Jean Cocteau et Raymond Radiguet se rencontrent en 1918 par l'intermédiaire du poète et romancier Max Jacob. Jean Cocteau a trente ans, Radiguet, quatorze. Ils ne se quitteront plus, jusqu'à un triste jour de décembre 1923...
Dans ce témoignage diffusé dans le documentaire Les heures chaudes de Montparnasse, le poète se remémore leur amitié passionnée et dresse un portrait intimiste du jeune écrivain. A travers ses mots emprunts de poésie, Jean Cocteau nous livre un Radiguet dans toute sa fragilité et sa force et nous dévoile ses faiblesses et ses atouts. Autant de facettes qu'il acceptait au nom de leur amitié exceptionnelle.
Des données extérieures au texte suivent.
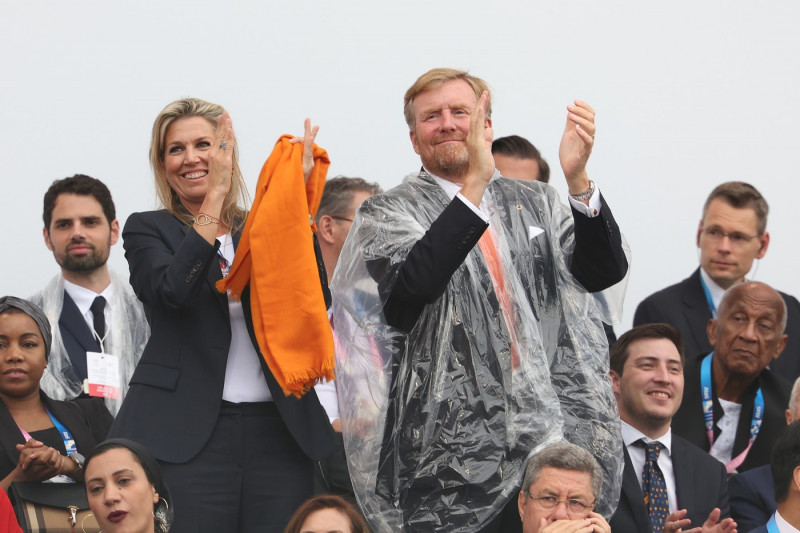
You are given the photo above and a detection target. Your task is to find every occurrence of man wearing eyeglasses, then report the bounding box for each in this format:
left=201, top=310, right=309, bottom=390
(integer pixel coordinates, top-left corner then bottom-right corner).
left=633, top=181, right=800, bottom=380
left=609, top=323, right=736, bottom=533
left=517, top=442, right=611, bottom=533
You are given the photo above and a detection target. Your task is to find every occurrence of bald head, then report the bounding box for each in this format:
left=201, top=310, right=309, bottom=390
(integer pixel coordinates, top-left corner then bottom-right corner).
left=708, top=281, right=787, bottom=379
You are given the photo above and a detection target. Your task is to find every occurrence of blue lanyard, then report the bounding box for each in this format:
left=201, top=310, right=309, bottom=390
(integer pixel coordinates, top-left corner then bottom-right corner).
left=700, top=276, right=717, bottom=318
left=45, top=408, right=78, bottom=455
left=767, top=514, right=780, bottom=533
left=700, top=352, right=764, bottom=474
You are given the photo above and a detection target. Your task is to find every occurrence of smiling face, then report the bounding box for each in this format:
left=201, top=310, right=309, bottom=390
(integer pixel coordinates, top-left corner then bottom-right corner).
left=697, top=198, right=769, bottom=289
left=0, top=310, right=47, bottom=400
left=517, top=466, right=594, bottom=533
left=44, top=193, right=119, bottom=279
left=708, top=282, right=787, bottom=378
left=611, top=338, right=683, bottom=439
left=164, top=117, right=216, bottom=214
left=85, top=448, right=158, bottom=533
left=410, top=80, right=484, bottom=182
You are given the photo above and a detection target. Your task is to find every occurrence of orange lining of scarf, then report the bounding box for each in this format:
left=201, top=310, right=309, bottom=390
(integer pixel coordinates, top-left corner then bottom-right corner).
left=217, top=135, right=334, bottom=397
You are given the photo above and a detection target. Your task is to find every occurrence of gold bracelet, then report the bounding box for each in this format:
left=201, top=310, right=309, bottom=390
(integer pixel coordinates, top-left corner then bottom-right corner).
left=194, top=213, right=219, bottom=226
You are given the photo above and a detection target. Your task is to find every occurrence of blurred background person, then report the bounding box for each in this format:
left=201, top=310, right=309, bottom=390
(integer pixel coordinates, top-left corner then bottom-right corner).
left=284, top=494, right=369, bottom=533
left=492, top=135, right=550, bottom=183
left=0, top=296, right=112, bottom=491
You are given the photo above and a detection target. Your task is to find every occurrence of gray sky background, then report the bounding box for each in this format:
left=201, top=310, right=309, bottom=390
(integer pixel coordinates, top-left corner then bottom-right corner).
left=0, top=0, right=800, bottom=331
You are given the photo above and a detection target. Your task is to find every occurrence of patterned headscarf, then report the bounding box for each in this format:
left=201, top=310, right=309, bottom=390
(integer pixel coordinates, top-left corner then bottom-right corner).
left=0, top=296, right=53, bottom=359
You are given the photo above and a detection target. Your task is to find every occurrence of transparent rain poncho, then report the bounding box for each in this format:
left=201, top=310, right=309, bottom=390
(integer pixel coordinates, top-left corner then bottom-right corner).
left=30, top=272, right=150, bottom=416
left=332, top=172, right=624, bottom=532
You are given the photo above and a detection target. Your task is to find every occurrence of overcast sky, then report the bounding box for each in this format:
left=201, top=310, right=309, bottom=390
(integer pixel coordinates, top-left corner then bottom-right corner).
left=0, top=0, right=800, bottom=332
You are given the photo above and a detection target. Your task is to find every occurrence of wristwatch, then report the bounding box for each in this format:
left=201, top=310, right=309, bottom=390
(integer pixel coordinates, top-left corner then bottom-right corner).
left=67, top=452, right=86, bottom=470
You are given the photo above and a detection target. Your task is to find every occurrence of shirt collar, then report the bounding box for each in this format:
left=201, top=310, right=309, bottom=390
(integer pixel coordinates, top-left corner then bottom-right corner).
left=775, top=509, right=800, bottom=533
left=700, top=267, right=725, bottom=309
left=620, top=420, right=672, bottom=455
left=64, top=279, right=114, bottom=315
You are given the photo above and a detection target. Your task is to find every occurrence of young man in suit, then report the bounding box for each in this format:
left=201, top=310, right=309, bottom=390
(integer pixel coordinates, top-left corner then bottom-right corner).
left=752, top=420, right=800, bottom=533
left=610, top=323, right=736, bottom=533
left=31, top=174, right=150, bottom=414
left=633, top=181, right=800, bottom=380
left=672, top=281, right=792, bottom=473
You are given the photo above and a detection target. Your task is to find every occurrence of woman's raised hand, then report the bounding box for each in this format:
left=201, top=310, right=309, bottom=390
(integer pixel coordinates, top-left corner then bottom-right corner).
left=289, top=118, right=319, bottom=183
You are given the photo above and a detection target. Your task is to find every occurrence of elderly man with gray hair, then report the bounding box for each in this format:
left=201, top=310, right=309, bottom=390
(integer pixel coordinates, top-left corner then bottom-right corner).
left=517, top=442, right=611, bottom=533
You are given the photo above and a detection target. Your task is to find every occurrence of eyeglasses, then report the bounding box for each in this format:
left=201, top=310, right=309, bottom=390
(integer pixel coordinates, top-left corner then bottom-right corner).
left=525, top=491, right=594, bottom=515
left=703, top=229, right=758, bottom=246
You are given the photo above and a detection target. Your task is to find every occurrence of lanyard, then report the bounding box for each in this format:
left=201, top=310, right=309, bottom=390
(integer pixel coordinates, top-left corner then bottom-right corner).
left=700, top=276, right=717, bottom=318
left=17, top=407, right=78, bottom=455
left=700, top=352, right=764, bottom=474
left=767, top=514, right=780, bottom=533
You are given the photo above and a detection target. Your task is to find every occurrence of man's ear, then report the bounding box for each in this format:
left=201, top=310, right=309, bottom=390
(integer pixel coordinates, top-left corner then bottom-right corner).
left=42, top=228, right=53, bottom=252
left=756, top=231, right=769, bottom=259
left=706, top=318, right=717, bottom=347
left=111, top=218, right=119, bottom=246
left=317, top=215, right=335, bottom=244
left=408, top=130, right=419, bottom=155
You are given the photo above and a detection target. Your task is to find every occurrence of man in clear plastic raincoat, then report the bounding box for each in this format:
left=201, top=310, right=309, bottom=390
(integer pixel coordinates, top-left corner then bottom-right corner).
left=332, top=69, right=628, bottom=532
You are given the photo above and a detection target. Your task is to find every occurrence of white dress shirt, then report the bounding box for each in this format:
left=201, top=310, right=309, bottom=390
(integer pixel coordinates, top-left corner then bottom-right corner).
left=621, top=421, right=678, bottom=513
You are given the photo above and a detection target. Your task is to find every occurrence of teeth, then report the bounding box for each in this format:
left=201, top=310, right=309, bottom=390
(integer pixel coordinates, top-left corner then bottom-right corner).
left=183, top=170, right=208, bottom=180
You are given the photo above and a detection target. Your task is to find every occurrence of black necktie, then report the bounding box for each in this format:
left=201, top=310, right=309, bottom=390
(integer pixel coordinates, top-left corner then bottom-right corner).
left=89, top=296, right=106, bottom=339
left=639, top=441, right=669, bottom=533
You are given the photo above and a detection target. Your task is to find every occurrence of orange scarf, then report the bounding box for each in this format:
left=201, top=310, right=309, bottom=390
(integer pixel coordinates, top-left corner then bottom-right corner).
left=217, top=135, right=334, bottom=397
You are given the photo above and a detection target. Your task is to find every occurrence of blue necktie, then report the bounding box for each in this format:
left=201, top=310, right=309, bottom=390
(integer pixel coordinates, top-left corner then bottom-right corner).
left=640, top=441, right=669, bottom=533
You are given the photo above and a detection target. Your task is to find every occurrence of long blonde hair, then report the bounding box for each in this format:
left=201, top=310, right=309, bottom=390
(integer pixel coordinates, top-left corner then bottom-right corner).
left=150, top=98, right=250, bottom=229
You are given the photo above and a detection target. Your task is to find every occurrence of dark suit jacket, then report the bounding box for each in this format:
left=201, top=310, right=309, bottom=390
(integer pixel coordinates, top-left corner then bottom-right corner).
left=111, top=211, right=335, bottom=463
left=609, top=433, right=730, bottom=533
left=672, top=360, right=792, bottom=472
left=633, top=268, right=800, bottom=381
left=58, top=291, right=100, bottom=381
left=0, top=392, right=113, bottom=479
left=728, top=465, right=778, bottom=532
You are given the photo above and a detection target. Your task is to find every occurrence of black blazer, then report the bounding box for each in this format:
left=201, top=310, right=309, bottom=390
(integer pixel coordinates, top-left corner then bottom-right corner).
left=633, top=268, right=800, bottom=381
left=111, top=210, right=335, bottom=463
left=672, top=360, right=792, bottom=472
left=609, top=433, right=730, bottom=533
left=0, top=392, right=113, bottom=479
left=728, top=465, right=778, bottom=532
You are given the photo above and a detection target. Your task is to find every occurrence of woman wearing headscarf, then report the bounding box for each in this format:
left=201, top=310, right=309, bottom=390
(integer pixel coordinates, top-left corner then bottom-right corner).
left=0, top=296, right=112, bottom=491
left=111, top=98, right=333, bottom=533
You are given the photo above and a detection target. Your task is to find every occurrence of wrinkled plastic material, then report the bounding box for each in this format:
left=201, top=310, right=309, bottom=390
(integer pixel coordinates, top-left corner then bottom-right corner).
left=31, top=272, right=150, bottom=416
left=332, top=172, right=624, bottom=532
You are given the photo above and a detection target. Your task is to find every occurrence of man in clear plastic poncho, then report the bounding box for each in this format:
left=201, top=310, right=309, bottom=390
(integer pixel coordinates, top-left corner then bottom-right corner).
left=332, top=69, right=627, bottom=532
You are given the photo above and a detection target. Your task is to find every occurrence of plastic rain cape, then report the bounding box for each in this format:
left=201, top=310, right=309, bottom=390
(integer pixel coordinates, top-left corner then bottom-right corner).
left=30, top=272, right=150, bottom=416
left=331, top=172, right=625, bottom=532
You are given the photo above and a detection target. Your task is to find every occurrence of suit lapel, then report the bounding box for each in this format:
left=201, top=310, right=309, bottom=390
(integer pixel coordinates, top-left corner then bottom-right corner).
left=670, top=435, right=696, bottom=516
left=622, top=445, right=650, bottom=531
left=682, top=268, right=711, bottom=357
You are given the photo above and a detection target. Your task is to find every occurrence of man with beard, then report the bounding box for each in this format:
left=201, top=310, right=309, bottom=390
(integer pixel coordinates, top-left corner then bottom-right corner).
left=332, top=69, right=627, bottom=532
left=31, top=174, right=150, bottom=414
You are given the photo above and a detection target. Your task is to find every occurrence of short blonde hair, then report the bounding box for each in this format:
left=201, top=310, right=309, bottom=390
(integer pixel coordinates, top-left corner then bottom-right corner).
left=150, top=98, right=250, bottom=229
left=403, top=68, right=492, bottom=130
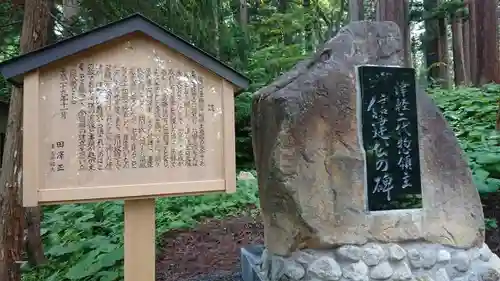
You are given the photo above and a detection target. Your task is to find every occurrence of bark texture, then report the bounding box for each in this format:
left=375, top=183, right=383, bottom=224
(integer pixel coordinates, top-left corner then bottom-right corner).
left=0, top=0, right=52, bottom=281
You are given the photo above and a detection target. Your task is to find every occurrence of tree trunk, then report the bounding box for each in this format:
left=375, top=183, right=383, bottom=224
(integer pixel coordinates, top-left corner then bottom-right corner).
left=451, top=17, right=469, bottom=86
left=462, top=11, right=471, bottom=85
left=349, top=0, right=365, bottom=21
left=475, top=0, right=500, bottom=85
left=377, top=0, right=412, bottom=67
left=0, top=0, right=52, bottom=281
left=424, top=0, right=450, bottom=88
left=468, top=0, right=479, bottom=85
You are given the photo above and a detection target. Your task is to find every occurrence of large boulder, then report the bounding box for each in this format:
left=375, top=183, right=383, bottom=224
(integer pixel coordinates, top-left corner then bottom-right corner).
left=252, top=22, right=484, bottom=255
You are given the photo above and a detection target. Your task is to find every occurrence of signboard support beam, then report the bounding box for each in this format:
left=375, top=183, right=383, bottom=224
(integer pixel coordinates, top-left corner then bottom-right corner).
left=124, top=198, right=156, bottom=281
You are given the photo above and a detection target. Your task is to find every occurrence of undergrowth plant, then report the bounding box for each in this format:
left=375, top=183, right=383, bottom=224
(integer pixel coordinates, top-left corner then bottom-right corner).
left=23, top=173, right=259, bottom=281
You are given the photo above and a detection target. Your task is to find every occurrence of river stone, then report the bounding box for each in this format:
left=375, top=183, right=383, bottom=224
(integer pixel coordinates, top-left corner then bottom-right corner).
left=251, top=21, right=484, bottom=256
left=307, top=256, right=342, bottom=281
left=285, top=260, right=306, bottom=280
left=337, top=245, right=362, bottom=261
left=389, top=244, right=406, bottom=261
left=370, top=261, right=394, bottom=280
left=343, top=261, right=368, bottom=281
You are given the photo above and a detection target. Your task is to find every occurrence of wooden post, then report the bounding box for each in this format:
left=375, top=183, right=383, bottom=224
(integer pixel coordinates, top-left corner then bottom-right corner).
left=124, top=198, right=156, bottom=281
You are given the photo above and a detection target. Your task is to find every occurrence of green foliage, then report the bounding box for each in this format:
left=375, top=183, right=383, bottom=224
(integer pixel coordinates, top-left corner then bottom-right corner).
left=431, top=84, right=500, bottom=193
left=23, top=173, right=259, bottom=281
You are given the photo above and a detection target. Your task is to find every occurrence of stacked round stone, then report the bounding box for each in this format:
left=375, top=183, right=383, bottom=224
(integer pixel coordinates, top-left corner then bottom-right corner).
left=259, top=243, right=500, bottom=281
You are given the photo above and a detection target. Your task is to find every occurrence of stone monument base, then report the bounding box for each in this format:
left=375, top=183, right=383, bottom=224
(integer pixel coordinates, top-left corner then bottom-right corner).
left=241, top=242, right=500, bottom=281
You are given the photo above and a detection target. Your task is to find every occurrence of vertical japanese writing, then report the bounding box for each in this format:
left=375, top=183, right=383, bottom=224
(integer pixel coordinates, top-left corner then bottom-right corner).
left=59, top=68, right=69, bottom=120
left=183, top=72, right=193, bottom=167
left=368, top=93, right=394, bottom=201
left=105, top=64, right=115, bottom=170
left=198, top=76, right=205, bottom=166
left=137, top=68, right=147, bottom=168
left=357, top=66, right=422, bottom=211
left=153, top=68, right=163, bottom=167
left=95, top=64, right=107, bottom=170
left=395, top=83, right=412, bottom=188
left=49, top=144, right=56, bottom=172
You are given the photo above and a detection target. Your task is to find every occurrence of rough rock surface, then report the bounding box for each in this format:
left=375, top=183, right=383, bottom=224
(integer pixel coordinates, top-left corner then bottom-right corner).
left=249, top=242, right=500, bottom=281
left=252, top=22, right=484, bottom=256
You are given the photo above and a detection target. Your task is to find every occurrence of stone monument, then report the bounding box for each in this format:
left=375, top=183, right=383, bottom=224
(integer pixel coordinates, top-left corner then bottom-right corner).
left=241, top=22, right=500, bottom=281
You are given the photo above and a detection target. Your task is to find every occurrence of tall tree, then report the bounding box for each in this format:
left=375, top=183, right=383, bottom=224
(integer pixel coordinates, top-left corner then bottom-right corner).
left=474, top=0, right=500, bottom=85
left=0, top=0, right=53, bottom=281
left=451, top=10, right=469, bottom=85
left=424, top=0, right=450, bottom=88
left=376, top=0, right=412, bottom=67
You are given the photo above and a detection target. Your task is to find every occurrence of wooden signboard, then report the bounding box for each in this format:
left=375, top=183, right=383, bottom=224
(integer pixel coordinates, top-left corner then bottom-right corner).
left=357, top=66, right=422, bottom=211
left=0, top=14, right=248, bottom=281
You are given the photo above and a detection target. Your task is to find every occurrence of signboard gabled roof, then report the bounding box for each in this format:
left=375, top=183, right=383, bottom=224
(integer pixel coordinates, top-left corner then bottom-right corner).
left=0, top=13, right=249, bottom=90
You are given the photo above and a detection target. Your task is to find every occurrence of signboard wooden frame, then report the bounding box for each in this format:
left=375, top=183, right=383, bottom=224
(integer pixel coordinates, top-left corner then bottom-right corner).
left=0, top=14, right=248, bottom=206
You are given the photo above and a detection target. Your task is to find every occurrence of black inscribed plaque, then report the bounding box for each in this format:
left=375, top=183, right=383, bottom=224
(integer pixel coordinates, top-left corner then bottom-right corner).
left=358, top=66, right=422, bottom=211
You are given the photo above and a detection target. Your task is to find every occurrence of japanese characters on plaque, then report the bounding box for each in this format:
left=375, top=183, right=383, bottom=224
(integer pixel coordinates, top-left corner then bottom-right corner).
left=358, top=66, right=422, bottom=211
left=50, top=63, right=214, bottom=172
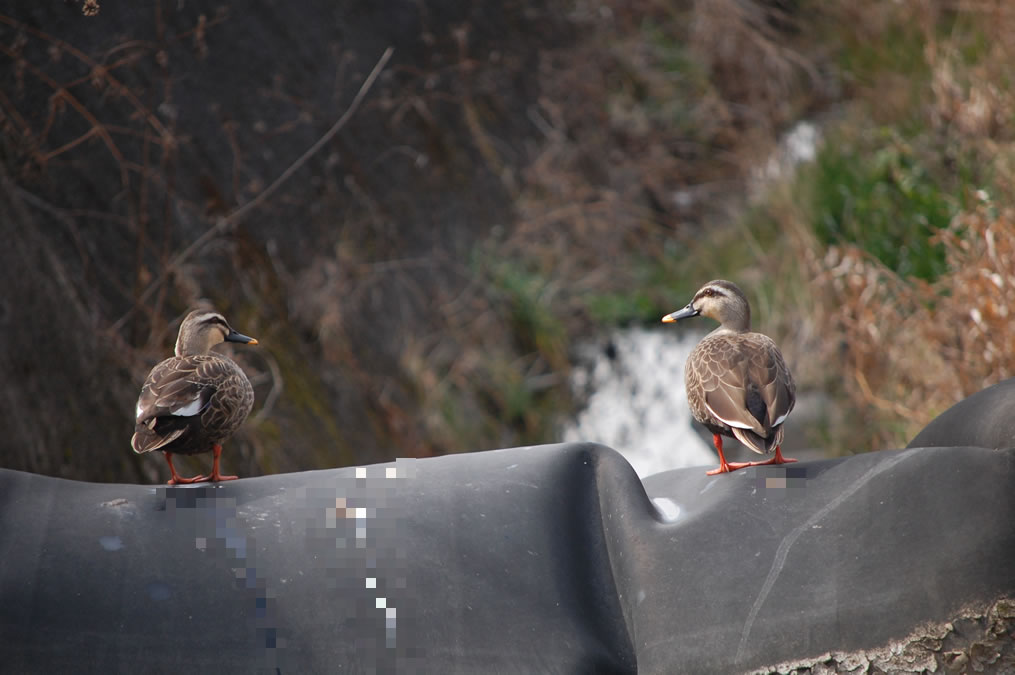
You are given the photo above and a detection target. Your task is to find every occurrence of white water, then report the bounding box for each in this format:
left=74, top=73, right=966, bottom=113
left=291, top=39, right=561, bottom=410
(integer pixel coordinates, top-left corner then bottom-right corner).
left=563, top=328, right=717, bottom=477
left=563, top=121, right=821, bottom=477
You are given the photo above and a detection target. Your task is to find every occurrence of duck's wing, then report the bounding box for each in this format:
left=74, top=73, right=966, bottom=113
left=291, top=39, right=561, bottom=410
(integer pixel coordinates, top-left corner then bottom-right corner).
left=698, top=333, right=796, bottom=440
left=131, top=355, right=218, bottom=453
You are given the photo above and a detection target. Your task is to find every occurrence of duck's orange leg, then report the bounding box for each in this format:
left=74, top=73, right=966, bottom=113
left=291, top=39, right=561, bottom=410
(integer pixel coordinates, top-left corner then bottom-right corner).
left=162, top=451, right=208, bottom=485
left=747, top=446, right=797, bottom=466
left=705, top=433, right=755, bottom=476
left=209, top=443, right=239, bottom=481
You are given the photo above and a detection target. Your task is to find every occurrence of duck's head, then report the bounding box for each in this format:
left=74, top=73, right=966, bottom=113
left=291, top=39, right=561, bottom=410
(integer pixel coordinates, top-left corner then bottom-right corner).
left=177, top=310, right=257, bottom=356
left=663, top=279, right=751, bottom=333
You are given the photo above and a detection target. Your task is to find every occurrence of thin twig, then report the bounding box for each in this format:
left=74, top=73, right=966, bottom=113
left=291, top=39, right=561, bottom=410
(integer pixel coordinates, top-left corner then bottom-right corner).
left=110, top=47, right=395, bottom=333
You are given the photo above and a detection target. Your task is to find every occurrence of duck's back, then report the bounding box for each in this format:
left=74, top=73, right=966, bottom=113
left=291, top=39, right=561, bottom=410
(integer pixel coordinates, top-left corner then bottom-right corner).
left=131, top=354, right=254, bottom=455
left=684, top=330, right=796, bottom=445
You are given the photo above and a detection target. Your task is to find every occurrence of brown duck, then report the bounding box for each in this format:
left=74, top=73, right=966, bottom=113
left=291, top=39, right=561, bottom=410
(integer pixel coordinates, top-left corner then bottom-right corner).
left=663, top=279, right=796, bottom=475
left=130, top=310, right=257, bottom=485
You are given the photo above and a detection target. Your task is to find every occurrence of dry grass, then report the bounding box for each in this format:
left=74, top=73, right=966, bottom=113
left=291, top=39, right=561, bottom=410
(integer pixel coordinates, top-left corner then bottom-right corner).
left=817, top=200, right=1015, bottom=451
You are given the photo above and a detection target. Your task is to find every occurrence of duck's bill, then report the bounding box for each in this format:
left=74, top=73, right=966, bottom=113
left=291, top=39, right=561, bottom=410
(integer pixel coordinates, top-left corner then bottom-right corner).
left=225, top=331, right=257, bottom=344
left=663, top=305, right=698, bottom=324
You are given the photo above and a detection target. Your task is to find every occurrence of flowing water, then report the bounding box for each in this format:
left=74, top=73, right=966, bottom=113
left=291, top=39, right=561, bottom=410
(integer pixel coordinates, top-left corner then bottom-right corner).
left=563, top=328, right=717, bottom=477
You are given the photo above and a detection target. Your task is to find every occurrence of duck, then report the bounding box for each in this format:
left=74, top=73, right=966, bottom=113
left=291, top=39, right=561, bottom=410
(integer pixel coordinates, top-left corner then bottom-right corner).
left=663, top=279, right=797, bottom=476
left=131, top=310, right=258, bottom=485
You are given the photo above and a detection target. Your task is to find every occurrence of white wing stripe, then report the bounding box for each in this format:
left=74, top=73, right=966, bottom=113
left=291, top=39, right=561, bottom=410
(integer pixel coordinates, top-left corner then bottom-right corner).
left=704, top=403, right=754, bottom=429
left=172, top=396, right=201, bottom=417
Raymond Radiguet par Man Ray
"Il faut courir plus vite..."
"Il était toujours là, avec nous. Je ne me souviens pas du Bœuf sur le toit ou de la Coupole sans Raymond Radiguet. Il faut comprendre aussi qu'une génération n'est pas faite des gens du même âge. Ce sont des gens qui vivent ensemble. Radiguet avait quatorze ans, quand Satie en avait soixante et c'étaient mes deux maîtres. Satie m'apprenait à écrire sec et lui m'avait appris à ne pas contredire les habitudes mais l'avant-garde. Il disait : "il faut courir plus vite."
Jean Cocteau évoque ensuite les caractéristiques physiques de son jeune ami : "Radiguet est arrivé à quatorze ans. Il avait les cheveux longs, il ne coupait jamais ses cheveux. Et puis, il était myope et il ne le savait pas. Alors, nous lui avons acheté des lunettes et il trouvait tout horrible. Après, il a porté un monocle, ce qui lui faisait faire une grimace et il disait que ça mettait tout le monde contre lui et que c'est ce qu'il aimait."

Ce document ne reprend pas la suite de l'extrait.